Lo dice a testa china, come se la vita si fosse sempre fermata in quel momento, nel soffocato sferragliare dei ricordi.
Gliela scambiarono dentro alle culle, Mathilde. E quando lo scoprì, lei tenne la sua. Tenne quella del destino, perché ormai l’amava come una mamma vera.
L’altro giorno ha chiesto 12 milioni di risarcimento al Tribunale di Grasse per quell’errore di un’infermiera alcolista e depressa, sfuggito e poi negato da due medici e due pediatri della Clinica di Cannes. Ma quanto vale e che cos’è, l’amore di una madre? La mamma della bambina scambiata all’ospedale di Mazara del Vallo il primo gennaio 1998 nelle culle 7 e 8, proprio come nel film di Ficarra e Picone, scelse di riprendere la sua e finì in depressione. Il marito disse che «non si rassegnava più», che stava chiusa nella sua stanza, da dove uscivano solo deboli e chiocci rumori, guardandosi e riguardando tutti i filmati del battesimo, tutti i sorrisi e i saluti della figlia che aveva lasciato andare.
C’è una grandezza, nell’amore di una madre, più forte della sua natura. Neppure ora riusciamo a capirlo, a scorgerne i labili confini e la sua profondità, neppure adesso che Sophie Serrano e gli altri genitori di Mathilde e Manon hanno chiesto tutti quei soldi per le loro bambine, finite nella stessa incubatrice senza braccialetto.

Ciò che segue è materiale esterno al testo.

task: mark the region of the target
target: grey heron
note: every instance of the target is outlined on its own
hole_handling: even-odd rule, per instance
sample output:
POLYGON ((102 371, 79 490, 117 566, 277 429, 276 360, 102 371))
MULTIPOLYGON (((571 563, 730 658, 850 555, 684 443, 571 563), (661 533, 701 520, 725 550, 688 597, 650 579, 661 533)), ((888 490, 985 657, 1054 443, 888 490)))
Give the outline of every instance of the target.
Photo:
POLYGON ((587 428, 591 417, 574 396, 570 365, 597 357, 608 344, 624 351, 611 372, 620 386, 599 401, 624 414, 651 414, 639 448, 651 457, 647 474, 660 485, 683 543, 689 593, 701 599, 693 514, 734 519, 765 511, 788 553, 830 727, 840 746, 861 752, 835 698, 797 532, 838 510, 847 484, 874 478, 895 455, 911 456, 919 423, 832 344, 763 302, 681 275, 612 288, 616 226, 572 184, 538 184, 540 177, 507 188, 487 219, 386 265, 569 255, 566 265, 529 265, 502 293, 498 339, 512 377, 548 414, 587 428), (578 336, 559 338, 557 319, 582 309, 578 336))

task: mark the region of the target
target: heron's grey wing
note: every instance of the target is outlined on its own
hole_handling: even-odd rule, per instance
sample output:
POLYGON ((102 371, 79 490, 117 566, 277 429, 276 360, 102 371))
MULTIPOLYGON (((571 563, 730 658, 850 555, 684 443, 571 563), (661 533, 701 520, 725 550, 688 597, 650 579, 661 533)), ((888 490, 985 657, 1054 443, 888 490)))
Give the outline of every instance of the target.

Forse è giusto così. Il destino non può barattare la vita. Sono passati vent’anni da quando iniziò questa storia. L’anno è il 1994, 4 luglio, clinica di Cannes. Nascono Mathilde e Manon. Hanno piccoli problemi di itterizia e vengono messe in una incubatrice per 7 giorni. Quando le dimettono, a Sophie consegnano Manon, con sorrisi e complimenti. La piccola è un po’ più scura, perché i suoi veri genitori sono della Reunion, nell’arcipelago indiano, ma quando lo fanno notare ai medici, questi dicono che è normale: «Sono stati i raggi delle cure, è dovuto alle lampade, succede spesso». Il marito non ne è troppo convinto, ma vanno a casa.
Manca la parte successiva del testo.